In the late 1800's the patronymic naming convention was phasing out, being replaced with conventional last names being carried to the next generation. When Carolina emigrated to the United States, she dropped the ”dotter” which was becoming obsolete and used ”son”, making her name Magnusson.
Her father, Magnus died in 1889, and according to the church outgoing records, she left her church July 31, 1891 and according to the ship's passsenger manifest, she was 19 years old, unmarried, working as a maid, and traveled without family to New York, arriving August 24, 1891 via Liverpool, England. There were a few other young girls from her hometown that were also in the church's outgoing records around the same time period, so she may have had companion travelers. Her older married sister had emigrated in 1888 within days of the death of one of her children. She, too, surprisingly traveled without family but I have yet to find a trace of her in America.

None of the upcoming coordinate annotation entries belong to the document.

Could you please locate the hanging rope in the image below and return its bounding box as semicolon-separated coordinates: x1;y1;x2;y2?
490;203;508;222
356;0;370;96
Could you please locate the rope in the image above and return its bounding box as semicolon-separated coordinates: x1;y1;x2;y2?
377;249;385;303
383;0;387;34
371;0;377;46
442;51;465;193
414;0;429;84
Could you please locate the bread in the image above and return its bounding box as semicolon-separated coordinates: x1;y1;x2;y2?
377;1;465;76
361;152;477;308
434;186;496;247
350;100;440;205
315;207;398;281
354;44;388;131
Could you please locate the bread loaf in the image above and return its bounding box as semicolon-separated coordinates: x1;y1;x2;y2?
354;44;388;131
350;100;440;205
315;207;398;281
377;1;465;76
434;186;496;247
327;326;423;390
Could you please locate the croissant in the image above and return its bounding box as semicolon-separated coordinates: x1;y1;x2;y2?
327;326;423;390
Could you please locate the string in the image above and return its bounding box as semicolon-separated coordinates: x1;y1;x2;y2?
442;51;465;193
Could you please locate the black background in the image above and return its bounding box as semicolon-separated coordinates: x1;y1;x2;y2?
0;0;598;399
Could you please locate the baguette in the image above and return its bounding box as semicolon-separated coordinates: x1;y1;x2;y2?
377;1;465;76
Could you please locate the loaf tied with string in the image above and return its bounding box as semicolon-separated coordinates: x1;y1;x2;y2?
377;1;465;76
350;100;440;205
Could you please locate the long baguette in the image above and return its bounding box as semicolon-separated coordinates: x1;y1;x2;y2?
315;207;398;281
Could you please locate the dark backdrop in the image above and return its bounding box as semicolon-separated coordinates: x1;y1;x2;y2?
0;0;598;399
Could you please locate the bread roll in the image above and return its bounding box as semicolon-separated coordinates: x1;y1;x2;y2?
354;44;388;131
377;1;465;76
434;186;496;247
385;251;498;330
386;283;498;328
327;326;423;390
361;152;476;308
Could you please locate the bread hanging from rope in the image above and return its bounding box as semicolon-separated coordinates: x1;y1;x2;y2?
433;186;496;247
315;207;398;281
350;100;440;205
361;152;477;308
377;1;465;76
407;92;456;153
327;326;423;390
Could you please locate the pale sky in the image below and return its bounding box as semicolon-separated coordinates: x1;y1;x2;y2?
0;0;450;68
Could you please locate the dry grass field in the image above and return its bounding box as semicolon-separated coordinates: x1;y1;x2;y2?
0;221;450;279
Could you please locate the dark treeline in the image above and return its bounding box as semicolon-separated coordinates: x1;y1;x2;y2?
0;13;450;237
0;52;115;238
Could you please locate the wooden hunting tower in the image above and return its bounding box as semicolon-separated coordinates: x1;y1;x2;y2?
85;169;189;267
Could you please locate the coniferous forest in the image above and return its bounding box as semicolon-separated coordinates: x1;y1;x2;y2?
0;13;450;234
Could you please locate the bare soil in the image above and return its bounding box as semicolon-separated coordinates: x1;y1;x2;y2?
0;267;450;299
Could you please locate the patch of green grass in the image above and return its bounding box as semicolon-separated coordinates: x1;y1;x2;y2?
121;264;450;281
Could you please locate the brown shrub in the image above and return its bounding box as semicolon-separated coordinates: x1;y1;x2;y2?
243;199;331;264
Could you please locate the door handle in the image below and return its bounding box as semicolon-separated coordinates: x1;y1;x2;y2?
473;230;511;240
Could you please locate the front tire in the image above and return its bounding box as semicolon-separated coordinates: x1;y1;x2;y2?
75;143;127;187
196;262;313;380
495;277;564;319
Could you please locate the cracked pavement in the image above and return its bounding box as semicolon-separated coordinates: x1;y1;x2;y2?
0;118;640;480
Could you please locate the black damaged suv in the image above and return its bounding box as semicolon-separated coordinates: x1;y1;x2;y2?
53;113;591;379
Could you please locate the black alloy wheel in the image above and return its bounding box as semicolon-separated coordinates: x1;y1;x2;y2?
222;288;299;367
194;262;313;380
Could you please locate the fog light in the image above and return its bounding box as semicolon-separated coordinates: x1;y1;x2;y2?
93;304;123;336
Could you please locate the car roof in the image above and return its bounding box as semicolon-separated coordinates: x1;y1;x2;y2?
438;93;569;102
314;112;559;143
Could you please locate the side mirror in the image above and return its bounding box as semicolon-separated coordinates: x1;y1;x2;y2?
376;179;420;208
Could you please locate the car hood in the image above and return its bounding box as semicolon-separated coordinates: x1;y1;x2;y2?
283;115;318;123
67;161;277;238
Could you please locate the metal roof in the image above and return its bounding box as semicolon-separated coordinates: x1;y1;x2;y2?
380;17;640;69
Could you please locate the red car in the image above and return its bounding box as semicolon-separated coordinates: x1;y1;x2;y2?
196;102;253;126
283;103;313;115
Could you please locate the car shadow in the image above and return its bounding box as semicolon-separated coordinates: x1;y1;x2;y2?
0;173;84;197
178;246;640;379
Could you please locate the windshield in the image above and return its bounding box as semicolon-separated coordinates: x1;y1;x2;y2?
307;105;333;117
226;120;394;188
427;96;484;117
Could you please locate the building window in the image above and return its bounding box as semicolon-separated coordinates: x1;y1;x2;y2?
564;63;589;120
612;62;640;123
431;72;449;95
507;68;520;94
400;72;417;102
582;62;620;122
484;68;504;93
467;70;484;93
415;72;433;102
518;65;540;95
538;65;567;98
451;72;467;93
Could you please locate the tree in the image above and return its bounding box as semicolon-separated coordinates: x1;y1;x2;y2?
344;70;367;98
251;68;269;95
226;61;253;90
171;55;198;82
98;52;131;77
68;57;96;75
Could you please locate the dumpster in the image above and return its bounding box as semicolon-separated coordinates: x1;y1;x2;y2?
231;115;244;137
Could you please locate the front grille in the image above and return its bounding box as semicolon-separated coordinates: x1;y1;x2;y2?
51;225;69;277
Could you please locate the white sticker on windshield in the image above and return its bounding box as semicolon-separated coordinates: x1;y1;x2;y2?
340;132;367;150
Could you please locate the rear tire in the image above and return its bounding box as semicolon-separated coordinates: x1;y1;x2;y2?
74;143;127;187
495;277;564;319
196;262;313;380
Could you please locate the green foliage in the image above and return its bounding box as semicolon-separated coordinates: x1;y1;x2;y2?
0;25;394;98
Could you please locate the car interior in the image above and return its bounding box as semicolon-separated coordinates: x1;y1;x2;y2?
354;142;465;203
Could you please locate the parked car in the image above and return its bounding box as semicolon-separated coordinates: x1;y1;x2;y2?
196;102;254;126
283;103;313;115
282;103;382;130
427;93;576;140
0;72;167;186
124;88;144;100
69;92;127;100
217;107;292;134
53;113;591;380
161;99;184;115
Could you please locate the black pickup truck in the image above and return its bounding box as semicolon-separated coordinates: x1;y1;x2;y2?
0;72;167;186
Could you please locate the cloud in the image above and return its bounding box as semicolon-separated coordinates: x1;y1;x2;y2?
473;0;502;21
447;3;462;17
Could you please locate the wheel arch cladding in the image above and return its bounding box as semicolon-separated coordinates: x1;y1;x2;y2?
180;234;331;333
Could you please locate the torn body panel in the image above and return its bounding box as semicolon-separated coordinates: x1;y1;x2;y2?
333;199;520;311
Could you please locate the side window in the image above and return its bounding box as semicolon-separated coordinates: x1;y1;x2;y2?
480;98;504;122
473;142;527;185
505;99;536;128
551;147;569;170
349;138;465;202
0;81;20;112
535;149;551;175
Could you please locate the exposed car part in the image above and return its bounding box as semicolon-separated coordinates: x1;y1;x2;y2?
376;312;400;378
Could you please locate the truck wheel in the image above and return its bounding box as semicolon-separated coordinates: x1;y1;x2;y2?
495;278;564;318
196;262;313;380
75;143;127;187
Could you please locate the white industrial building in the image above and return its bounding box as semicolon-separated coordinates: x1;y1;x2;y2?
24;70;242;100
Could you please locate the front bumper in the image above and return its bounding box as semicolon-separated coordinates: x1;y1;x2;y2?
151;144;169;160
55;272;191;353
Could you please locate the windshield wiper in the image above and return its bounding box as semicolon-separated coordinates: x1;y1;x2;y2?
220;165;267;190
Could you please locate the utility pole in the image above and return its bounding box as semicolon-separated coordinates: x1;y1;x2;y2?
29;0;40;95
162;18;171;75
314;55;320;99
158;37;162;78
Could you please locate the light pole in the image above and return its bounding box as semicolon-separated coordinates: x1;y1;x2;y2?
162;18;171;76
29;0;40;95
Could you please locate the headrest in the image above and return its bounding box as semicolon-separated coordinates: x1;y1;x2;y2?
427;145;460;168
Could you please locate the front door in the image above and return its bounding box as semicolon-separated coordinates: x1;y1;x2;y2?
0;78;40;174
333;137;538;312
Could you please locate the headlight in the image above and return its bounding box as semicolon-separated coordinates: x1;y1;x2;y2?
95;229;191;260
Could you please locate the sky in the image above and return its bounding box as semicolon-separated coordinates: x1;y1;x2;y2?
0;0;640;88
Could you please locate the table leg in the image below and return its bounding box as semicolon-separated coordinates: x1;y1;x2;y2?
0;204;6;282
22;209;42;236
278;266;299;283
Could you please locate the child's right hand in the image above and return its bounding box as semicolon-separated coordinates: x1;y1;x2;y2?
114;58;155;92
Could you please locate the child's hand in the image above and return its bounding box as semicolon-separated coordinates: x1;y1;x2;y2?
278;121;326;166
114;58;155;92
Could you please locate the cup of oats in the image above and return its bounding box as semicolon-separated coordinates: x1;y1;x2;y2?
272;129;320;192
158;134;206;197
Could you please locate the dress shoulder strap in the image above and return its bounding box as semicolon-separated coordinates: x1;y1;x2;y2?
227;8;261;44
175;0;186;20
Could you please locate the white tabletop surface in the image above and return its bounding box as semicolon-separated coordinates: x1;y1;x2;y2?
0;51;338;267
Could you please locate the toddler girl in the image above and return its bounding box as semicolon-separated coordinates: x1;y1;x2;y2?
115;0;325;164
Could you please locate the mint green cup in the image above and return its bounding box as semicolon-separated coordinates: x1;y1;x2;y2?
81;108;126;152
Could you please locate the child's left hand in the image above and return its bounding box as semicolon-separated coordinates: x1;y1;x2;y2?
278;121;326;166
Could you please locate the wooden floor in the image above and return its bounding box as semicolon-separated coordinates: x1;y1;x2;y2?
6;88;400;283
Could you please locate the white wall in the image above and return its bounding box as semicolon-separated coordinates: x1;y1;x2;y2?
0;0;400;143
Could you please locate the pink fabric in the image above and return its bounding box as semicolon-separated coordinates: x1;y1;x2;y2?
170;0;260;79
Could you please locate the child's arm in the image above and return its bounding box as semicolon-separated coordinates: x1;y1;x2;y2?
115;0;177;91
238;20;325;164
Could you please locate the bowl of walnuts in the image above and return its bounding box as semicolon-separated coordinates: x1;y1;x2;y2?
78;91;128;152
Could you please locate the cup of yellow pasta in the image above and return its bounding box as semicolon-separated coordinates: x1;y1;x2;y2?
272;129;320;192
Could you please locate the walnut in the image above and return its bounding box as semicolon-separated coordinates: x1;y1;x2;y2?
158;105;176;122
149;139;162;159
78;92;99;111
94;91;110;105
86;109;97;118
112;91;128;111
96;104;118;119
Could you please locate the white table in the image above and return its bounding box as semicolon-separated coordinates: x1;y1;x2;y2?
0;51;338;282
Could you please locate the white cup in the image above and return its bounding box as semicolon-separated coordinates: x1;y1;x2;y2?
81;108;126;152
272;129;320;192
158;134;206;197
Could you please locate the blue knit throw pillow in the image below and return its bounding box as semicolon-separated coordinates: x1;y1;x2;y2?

Carolina apparently settled in the Lansingburgh area of Troy, New York where, within a couple of years, she married Louis Stuart (Johann Ludvig Fredrik Stuhr) on August 16, 1893. They had three children, Emil W. (born 4 Mar 1894 in Bennington, Vermont– yes only 8 months after the marriage, but could have been premature), Thora Sophie (born 4 Mar 1896 in Lansingburgh) and Alma L. (born 5 September 1898 in Bennington, Vermont). The family moved to Bridgeport, Connecticut in the early 1900's.
Louis Stuart died in 1935 in Bridgeport of bladder cancer, and Carolina followed him a couple of years later in 1937, dying of pneumonia. They are buried in Lawncroft Cooperative Cemetery in Fairfield, Connecticut.
I asked google to translate the English 999,999 into Swedish, it gave this: ”nio hundra nittio nio tusen.” Hmmmm, I can hear a couple of words there that sorta kinda sounded like Dad's version - ”hutey hue husen, hu hemlock, hue.”!